Milli Eğitim Bakanı (MEB) Ziya Selçuk, yaz tatiliyle ilgili olarak “Türkiye’nin yüzde 90’ı tarım toplumuyken yazın 3 aylık boşluk bırakmışlar. İlerleyen yıllarda iş tersine dönmüş. Ülkenin yüzde 80’i şehirleşmiş ama bu takvim yine aynı kalmış. Bu değişebilir. Önce yapısal olarak bir iyileştirmeye gidelim. Ondan sonra orta vadede 180 iş günü Avrupa’daki gibi 200 gün olabilir” dedi.
“Meslek liselerinin iş garantili olması için çalışıyoruz. Bununla ilgili girişimlerimiz var. Dünyada üniversite eğitiminin demode olduğunu söyleyenler var. Artık 4-5 sene üniversite eğitimi yerine, 5 sertifikayı alarak bir alanda çalışabiliyorsunuz. Özel sektör ve üniversitelerle birleşerek farklı sertifika programları olabilir. Öğrencilerin doğrudan doğruya iş başına geçmesi lazım. Sigorta primlerinin dokuzuncu sınıftan itibaren ödenmesi de düşünülüyor.
Özel okulların temsilcileriyle bir araya geldik. Türkiye’nin ekonomik seyri de dikkate alınarak, vergi gibi benzeri hususlarda kolaylık sağlanması üzerinde çalışılıyor. Özel öğretim kurumlarında, öğretmenlerimizin ücretleri konusunda da tedbirler alacağız.
Yabancı dil öğretmenleri için sertifikasyon sistemleri, lisansüstü eğitimler, birtakım mesleki eğitim kursları gibi ülke ölçeğinde 4 yıl içinde bütün yabancı dil öğretmenlerinin belirli bir niteliksel standarda gelmesi konusunda proje var. Bunun bütçesi de var.
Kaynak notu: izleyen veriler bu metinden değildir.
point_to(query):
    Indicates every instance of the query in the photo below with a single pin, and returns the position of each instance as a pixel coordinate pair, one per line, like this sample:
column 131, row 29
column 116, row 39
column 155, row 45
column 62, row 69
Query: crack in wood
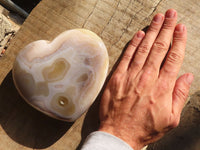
column 90, row 14
column 110, row 18
column 124, row 31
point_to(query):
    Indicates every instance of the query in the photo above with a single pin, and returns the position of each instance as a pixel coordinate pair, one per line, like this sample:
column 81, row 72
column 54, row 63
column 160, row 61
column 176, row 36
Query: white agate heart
column 62, row 78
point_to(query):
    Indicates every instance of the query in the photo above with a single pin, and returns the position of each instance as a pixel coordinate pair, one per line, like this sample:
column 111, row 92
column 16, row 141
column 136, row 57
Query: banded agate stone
column 63, row 77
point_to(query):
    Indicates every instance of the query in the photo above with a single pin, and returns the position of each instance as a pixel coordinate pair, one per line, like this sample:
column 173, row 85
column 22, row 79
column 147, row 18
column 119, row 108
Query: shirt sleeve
column 99, row 140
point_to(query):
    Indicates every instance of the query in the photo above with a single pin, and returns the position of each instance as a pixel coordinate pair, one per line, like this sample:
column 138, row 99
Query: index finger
column 175, row 56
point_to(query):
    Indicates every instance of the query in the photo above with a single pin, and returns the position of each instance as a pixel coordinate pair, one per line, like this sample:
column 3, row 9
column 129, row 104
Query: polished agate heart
column 62, row 78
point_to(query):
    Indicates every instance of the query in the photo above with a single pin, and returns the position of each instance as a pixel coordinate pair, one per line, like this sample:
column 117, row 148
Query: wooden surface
column 115, row 21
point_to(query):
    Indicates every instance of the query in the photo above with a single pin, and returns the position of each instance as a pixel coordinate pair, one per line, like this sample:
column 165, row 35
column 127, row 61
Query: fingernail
column 170, row 13
column 158, row 18
column 190, row 78
column 180, row 27
column 140, row 34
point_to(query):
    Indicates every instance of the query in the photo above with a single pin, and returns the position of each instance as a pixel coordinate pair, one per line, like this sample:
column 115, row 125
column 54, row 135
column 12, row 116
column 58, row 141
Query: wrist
column 134, row 142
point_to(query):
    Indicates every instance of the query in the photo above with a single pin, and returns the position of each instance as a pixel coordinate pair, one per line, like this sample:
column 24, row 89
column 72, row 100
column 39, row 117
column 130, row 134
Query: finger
column 175, row 56
column 161, row 44
column 129, row 52
column 144, row 48
column 180, row 93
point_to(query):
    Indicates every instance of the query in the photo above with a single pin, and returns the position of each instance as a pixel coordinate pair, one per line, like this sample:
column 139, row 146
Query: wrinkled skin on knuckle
column 181, row 93
column 160, row 46
column 143, row 49
column 168, row 24
column 174, row 58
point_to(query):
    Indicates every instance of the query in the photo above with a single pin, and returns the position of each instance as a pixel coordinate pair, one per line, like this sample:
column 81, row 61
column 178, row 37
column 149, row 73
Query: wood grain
column 115, row 21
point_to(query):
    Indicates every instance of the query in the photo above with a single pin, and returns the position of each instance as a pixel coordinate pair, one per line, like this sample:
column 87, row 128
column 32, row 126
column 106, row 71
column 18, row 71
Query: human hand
column 142, row 100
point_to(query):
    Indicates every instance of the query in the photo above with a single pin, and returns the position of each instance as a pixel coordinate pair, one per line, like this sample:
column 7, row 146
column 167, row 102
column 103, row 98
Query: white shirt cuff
column 99, row 140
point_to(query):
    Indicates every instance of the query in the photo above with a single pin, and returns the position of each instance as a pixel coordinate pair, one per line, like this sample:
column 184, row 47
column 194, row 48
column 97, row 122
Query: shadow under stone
column 24, row 124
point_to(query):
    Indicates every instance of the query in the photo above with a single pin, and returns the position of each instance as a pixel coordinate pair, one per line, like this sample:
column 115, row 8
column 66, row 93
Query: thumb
column 180, row 93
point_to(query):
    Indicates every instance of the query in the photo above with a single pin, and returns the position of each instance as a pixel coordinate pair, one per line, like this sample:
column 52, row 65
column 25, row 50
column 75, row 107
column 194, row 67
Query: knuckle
column 164, row 86
column 168, row 24
column 175, row 123
column 133, row 43
column 136, row 65
column 161, row 46
column 143, row 49
column 174, row 57
column 115, row 80
column 153, row 28
column 181, row 93
column 127, row 56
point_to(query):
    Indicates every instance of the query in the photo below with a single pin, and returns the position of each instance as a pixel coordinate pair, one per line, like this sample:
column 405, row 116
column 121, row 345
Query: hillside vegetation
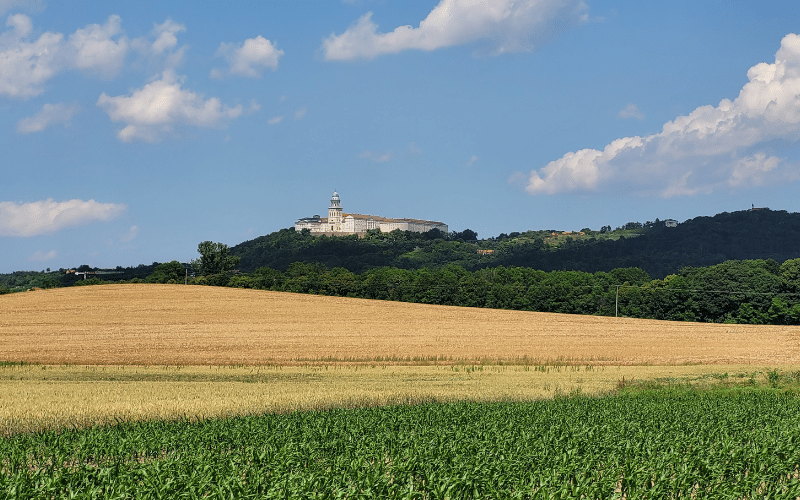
column 651, row 246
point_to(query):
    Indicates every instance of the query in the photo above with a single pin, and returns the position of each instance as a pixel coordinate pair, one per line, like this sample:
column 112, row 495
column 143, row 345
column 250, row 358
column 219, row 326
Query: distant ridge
column 659, row 250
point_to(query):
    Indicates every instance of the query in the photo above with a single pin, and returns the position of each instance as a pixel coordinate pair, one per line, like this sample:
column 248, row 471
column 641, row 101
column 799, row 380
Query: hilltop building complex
column 338, row 222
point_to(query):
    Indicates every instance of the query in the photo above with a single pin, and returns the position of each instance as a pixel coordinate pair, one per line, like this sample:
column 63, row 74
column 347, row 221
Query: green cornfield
column 650, row 444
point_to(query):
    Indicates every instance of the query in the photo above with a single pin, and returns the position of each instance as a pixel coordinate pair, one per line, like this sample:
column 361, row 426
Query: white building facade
column 339, row 222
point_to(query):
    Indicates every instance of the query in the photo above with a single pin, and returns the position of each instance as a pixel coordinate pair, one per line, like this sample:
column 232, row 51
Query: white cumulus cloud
column 250, row 58
column 730, row 145
column 51, row 114
column 505, row 25
column 154, row 110
column 26, row 64
column 95, row 49
column 6, row 5
column 161, row 45
column 48, row 216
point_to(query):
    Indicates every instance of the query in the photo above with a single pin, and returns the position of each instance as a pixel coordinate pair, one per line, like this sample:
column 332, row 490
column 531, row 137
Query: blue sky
column 132, row 131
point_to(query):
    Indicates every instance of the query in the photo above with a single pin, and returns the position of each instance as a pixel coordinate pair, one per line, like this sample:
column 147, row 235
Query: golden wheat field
column 192, row 325
column 105, row 353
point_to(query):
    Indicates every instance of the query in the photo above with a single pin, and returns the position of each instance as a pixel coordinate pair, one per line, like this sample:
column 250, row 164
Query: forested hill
column 657, row 249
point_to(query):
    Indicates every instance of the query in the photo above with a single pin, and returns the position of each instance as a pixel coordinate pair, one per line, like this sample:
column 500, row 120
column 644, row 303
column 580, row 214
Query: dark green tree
column 214, row 258
column 169, row 272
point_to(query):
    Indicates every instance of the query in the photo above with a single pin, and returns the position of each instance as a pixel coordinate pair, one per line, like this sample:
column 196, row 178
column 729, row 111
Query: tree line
column 749, row 291
column 652, row 246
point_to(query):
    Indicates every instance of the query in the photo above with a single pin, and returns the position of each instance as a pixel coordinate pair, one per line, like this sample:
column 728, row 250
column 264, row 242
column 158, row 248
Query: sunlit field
column 162, row 391
column 192, row 325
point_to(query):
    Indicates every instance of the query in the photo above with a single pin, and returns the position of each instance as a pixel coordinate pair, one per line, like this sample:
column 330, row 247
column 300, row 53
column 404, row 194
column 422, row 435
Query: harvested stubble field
column 191, row 325
column 132, row 352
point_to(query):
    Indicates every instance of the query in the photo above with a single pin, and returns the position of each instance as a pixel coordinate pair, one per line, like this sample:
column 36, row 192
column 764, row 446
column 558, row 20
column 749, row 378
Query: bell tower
column 335, row 214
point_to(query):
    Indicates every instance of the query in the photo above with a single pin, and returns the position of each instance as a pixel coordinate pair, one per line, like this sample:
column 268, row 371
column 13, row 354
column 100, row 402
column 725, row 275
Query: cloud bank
column 26, row 64
column 505, row 25
column 51, row 114
column 728, row 146
column 250, row 58
column 48, row 216
column 153, row 111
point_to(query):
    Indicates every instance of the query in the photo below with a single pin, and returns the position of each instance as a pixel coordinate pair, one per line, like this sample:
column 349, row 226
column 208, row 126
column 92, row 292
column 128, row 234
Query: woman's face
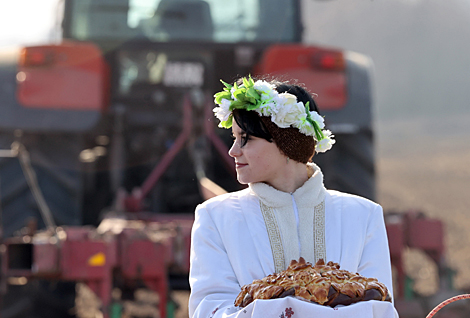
column 258, row 160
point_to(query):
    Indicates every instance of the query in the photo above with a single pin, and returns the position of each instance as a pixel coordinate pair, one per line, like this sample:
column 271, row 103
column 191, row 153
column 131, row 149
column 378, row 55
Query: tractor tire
column 350, row 165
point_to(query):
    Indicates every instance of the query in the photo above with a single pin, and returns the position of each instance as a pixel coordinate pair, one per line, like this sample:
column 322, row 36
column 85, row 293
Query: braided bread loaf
column 324, row 284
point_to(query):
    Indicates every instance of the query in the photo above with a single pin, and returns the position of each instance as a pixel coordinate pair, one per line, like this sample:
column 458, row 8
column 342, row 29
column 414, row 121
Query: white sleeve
column 375, row 259
column 214, row 285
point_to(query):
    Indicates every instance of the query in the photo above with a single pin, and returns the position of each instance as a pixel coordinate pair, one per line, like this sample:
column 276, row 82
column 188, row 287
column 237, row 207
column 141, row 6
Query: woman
column 285, row 213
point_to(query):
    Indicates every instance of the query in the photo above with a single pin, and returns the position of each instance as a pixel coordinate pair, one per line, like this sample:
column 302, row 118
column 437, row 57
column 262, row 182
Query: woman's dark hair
column 250, row 122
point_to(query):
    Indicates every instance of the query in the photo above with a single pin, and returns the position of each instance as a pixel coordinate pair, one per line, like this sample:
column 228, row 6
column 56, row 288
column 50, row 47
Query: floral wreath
column 283, row 108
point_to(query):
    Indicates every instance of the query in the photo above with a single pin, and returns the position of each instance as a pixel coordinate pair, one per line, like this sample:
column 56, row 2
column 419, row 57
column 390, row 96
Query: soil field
column 425, row 165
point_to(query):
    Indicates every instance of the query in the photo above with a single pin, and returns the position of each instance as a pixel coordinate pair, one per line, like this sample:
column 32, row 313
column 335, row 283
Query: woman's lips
column 240, row 165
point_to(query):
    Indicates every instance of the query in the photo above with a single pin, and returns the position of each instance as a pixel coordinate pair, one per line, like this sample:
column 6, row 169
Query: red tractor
column 117, row 117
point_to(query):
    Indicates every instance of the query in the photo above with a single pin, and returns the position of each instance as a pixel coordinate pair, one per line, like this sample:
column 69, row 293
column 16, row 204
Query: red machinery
column 133, row 251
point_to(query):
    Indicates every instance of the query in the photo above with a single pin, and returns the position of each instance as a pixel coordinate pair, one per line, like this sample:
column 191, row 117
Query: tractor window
column 184, row 20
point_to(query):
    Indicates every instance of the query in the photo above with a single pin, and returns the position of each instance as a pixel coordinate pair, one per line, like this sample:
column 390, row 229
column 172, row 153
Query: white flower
column 326, row 143
column 289, row 112
column 223, row 111
column 307, row 129
column 263, row 86
column 319, row 119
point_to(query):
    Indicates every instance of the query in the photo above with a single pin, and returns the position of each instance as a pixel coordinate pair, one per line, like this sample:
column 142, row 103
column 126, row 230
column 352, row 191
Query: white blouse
column 232, row 245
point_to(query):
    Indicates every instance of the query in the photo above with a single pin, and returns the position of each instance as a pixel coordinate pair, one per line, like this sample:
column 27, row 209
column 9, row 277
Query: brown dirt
column 425, row 166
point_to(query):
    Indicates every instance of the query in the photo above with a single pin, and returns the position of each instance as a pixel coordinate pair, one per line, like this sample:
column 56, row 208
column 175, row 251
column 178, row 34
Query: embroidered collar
column 311, row 193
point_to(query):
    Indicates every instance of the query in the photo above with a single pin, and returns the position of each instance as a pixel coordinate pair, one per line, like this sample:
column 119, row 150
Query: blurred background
column 420, row 51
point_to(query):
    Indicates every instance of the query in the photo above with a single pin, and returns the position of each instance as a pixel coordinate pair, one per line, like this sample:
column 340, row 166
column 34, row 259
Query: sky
column 26, row 21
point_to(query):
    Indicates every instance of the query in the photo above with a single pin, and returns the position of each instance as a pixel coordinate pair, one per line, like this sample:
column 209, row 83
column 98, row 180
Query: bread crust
column 324, row 284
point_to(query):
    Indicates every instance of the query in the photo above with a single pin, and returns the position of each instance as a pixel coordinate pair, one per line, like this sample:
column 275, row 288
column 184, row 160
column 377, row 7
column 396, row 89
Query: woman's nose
column 235, row 150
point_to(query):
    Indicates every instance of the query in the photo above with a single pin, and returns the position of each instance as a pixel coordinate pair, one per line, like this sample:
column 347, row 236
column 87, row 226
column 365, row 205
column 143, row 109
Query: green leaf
column 221, row 95
column 251, row 92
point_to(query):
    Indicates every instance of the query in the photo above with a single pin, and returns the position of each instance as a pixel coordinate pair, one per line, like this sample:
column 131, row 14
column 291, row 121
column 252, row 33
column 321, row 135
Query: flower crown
column 283, row 108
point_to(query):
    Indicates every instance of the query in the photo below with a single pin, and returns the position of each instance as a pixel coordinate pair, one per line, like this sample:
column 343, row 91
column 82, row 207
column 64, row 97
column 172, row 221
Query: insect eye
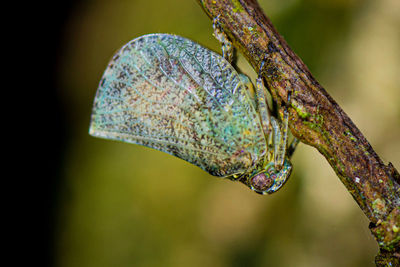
column 261, row 182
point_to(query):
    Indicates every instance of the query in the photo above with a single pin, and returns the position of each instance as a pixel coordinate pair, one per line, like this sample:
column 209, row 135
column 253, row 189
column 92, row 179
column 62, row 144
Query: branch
column 315, row 118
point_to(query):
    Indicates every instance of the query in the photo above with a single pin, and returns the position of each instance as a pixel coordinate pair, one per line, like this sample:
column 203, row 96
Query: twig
column 317, row 120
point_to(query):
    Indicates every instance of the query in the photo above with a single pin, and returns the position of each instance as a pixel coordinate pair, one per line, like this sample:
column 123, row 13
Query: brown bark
column 316, row 119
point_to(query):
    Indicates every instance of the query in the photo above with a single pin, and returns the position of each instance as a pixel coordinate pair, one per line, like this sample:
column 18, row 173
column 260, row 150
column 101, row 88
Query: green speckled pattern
column 171, row 94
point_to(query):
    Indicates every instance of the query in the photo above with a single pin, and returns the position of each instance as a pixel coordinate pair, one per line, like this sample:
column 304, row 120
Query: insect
column 171, row 94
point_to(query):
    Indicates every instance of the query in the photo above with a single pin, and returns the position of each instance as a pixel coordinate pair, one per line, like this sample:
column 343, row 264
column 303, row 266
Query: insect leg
column 262, row 105
column 227, row 47
column 292, row 147
column 281, row 140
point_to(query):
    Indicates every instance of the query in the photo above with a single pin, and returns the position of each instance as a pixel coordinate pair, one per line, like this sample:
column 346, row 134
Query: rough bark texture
column 317, row 120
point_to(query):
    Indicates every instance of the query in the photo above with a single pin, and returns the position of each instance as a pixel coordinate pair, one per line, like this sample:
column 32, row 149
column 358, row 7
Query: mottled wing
column 169, row 93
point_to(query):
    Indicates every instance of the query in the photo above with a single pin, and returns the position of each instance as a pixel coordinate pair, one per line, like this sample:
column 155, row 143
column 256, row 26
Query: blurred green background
column 126, row 205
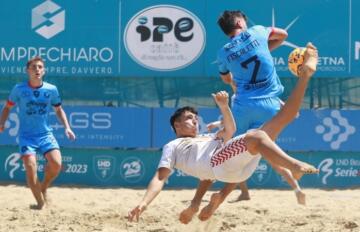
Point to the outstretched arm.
(222, 100)
(60, 113)
(153, 189)
(289, 111)
(276, 38)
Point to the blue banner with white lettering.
(75, 38)
(313, 130)
(94, 127)
(109, 167)
(122, 38)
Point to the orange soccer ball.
(295, 60)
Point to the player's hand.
(310, 60)
(221, 98)
(213, 125)
(134, 214)
(70, 134)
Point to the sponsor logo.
(48, 19)
(132, 170)
(104, 167)
(325, 169)
(164, 37)
(331, 128)
(262, 173)
(339, 168)
(12, 164)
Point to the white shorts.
(233, 163)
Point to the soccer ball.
(296, 59)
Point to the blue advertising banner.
(94, 127)
(75, 38)
(322, 130)
(108, 167)
(355, 42)
(313, 130)
(172, 38)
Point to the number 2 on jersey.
(245, 63)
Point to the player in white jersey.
(206, 157)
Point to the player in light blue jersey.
(245, 63)
(35, 98)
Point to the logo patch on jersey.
(23, 149)
(46, 94)
(36, 93)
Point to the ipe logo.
(164, 37)
(48, 19)
(326, 169)
(12, 164)
(132, 170)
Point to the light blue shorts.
(254, 113)
(41, 143)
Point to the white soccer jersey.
(205, 157)
(191, 155)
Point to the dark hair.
(177, 114)
(36, 58)
(227, 20)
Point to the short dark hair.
(36, 58)
(227, 20)
(177, 114)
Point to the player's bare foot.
(215, 200)
(187, 214)
(301, 197)
(310, 60)
(241, 197)
(38, 206)
(303, 168)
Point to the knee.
(253, 139)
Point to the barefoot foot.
(301, 197)
(187, 214)
(242, 197)
(303, 168)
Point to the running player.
(34, 99)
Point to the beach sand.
(96, 209)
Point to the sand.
(92, 209)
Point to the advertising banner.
(120, 168)
(94, 127)
(75, 38)
(125, 38)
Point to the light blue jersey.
(247, 57)
(34, 107)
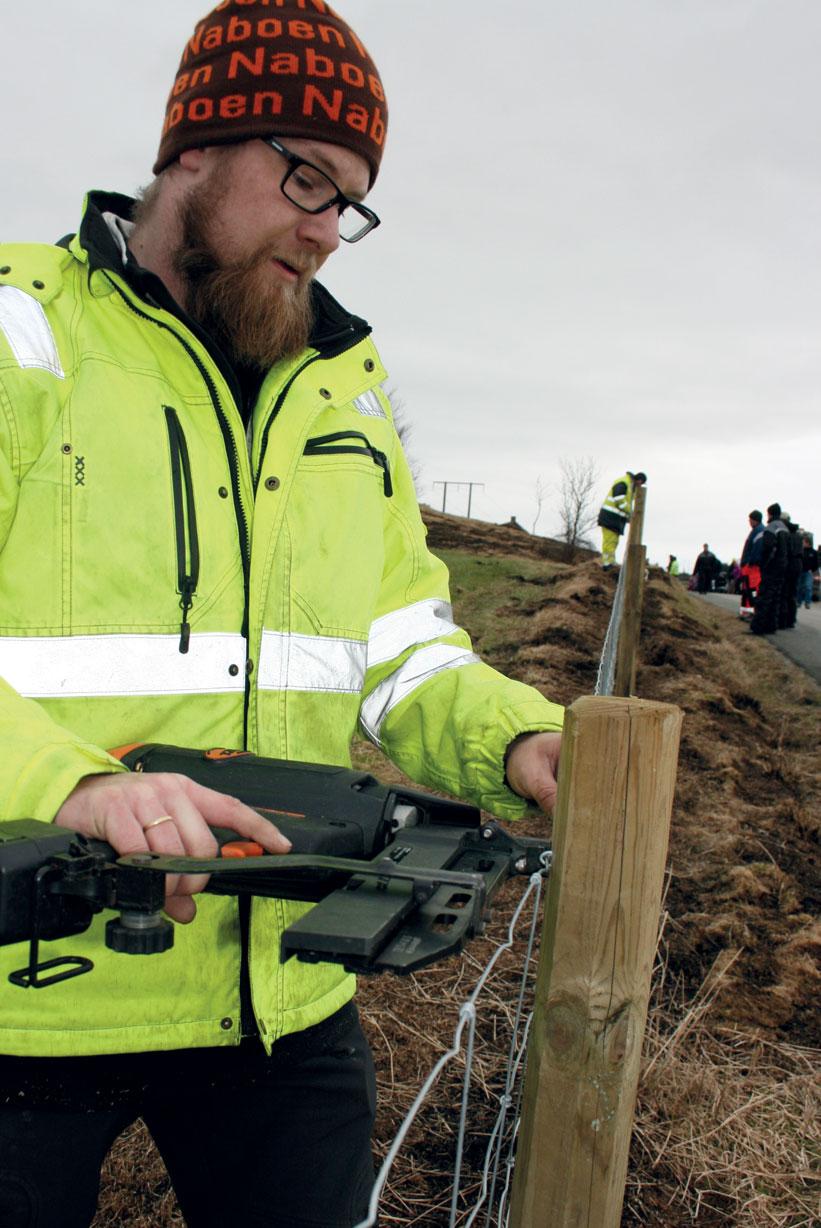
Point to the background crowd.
(774, 576)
Adrese dayalı yerleştirmenin parametreleri haziran ayında oluşturulan LGS kılavuzunda yer alıyor. İşlemleri de buna göre yapma zorunluluğu bulunuyor. Bizim bu parametreleri değiştirmek gibi bir seçeneğimiz yoktu ama önümüzdeki yıl, çok rahatlıkla, içtenlikle söyleyebilirim ki bu tür sorunların tamamına yakınının çözüleceğini görecekler. “
ANDIMIZ YORUMU
“(Danıştay’ın Andımız kararı) Bu karar, 5 yıldır beklemede ama bu hafta çıkıyor. Nisan 2018’de karar verilmiş ama 2023 Eğitim Vizyonu’nun olduğu hafta karar tebliğ ediliyor. Şu an gelecekle ilgili bir şey kurgulamaya çalışıyoruz. Sayın Cumhurbaşkanımız, aslında o kadar net çizdi ki durumu ve ‘Yerindelikle ilgili burada bir sorun var’ dedi. ‘Bu kadar yıl bekletilip de neden şimdi çıkıyor’ dedi haklı olarak. Milli Eğitim Bakanlığı, kabinenin doğal bir üyesi olarak elbette Cumhurbaşkanımızın çizdiği çerçeve doğrultusunda meseleye bakıyor. Bu mesele bilimsel bir mesele değil, bu siyasi bir mesele. O sebeple eğitim bilimi ile uğraşan bir bilim insanı olarak bununla ilgili başka bir şey söylediğimde bir başkası başka bir şey söyleyebilir. Dolayısıyla bu bilimseldir ya da değildir demek çok da doğru değil kanaatindeyim.”